Assume the tosses are i.i.d. and the probability of heads is $p=0.5$. The distribution of the number of heads in 400 tosses should then be close to Normal(200, 10^2), so that 220 heads is 2 standard deviations away from the mean. The probability of observing such an outcome (i.e. more 2 SDs away from the mean in either direction) is slightly less than 5%.

The interviewer told me, essentially, “if I observe something >= 2 SDs from the mean, I conclude that something else is going on. I would bet against the coin being fair.” That’s reasonable — after all, that’s what most hypothesis tests do. But is that the end of the story? For the interviewer that seemed to be the “correct” answer. What I’m asking here is whether some nuance is justified.

I couldn’t help but point out that deciding that the coin is not fair is a bizarre conclusion in this coin-tossing context. Am I right to say that? I’ll try and explain below.

First of all, I — and I would assume most people as well — have a strong prior about coins: they’re very likely to be fair. Of course that depends on what we mean by fair — one possibility would be to define “fair” as “having a probability of heads ‘close’ to 0.5, say between 0.49 and 0.51.”

(You could also define ‘fair’ as meaning that the probability of heads is exactly 0.50, in which case having a perfectly fair coin now seems rather unlikely.)

Your prior might depend not only on your general beliefs about coins but also on the context. If you pulled the coin out of your own pocket, you might be virtually certain that it’s fair; if your magician friend pulled it out of his, your prior might put more weight on double-headed coins.

In any case, it’s easy to come up with reasonable priors that (i) put a large probability on the coin being fair and (ii) lead your posterior to be quite similar, even after observing 220 heads. You’d then conclude that the coin was very likely to be fair, despite observing an outcome 2 SDs from the mean.

In fact, you could also construct examples where observing 220 heads in 400 tosses makes your posterior put more weight on the coin being fair, for example if all unfair coins have a probability of heads in $\{0, 1\}$.

Can anyone shed some light on this for me?

Whuber put a very interesting link in the comments: You Can Load a Die, But You Can’t Bias a Coin. From page 3:

It does not make sense to say that the coin has a probability p of
heads, because it can be completely determined by the manner in which
it is tossed— unless it is tossed high in the air with a rapid spin
and caught in the air with no bouncing, in which case p = 1/2.
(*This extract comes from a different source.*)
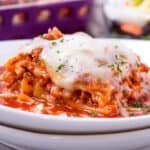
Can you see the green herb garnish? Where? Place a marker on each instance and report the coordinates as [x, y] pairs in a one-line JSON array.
[[60, 67]]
Pretty cool! This ties into my question in an interesting way: suppose we know that the coin is being “tossed high in the air with a rapid spin and caught in the air with no bouncing.” Then we definitely shouldn’t reject the hypothesis that the coin is fair (where “fair” now means “having p=1/2 when tossed in the way described above”), because we effectively have a prior that puts all probability on the coin being fair. Maybe that justifies to some degree why I am uncomfortable rejecting the null after 220 heads are observed.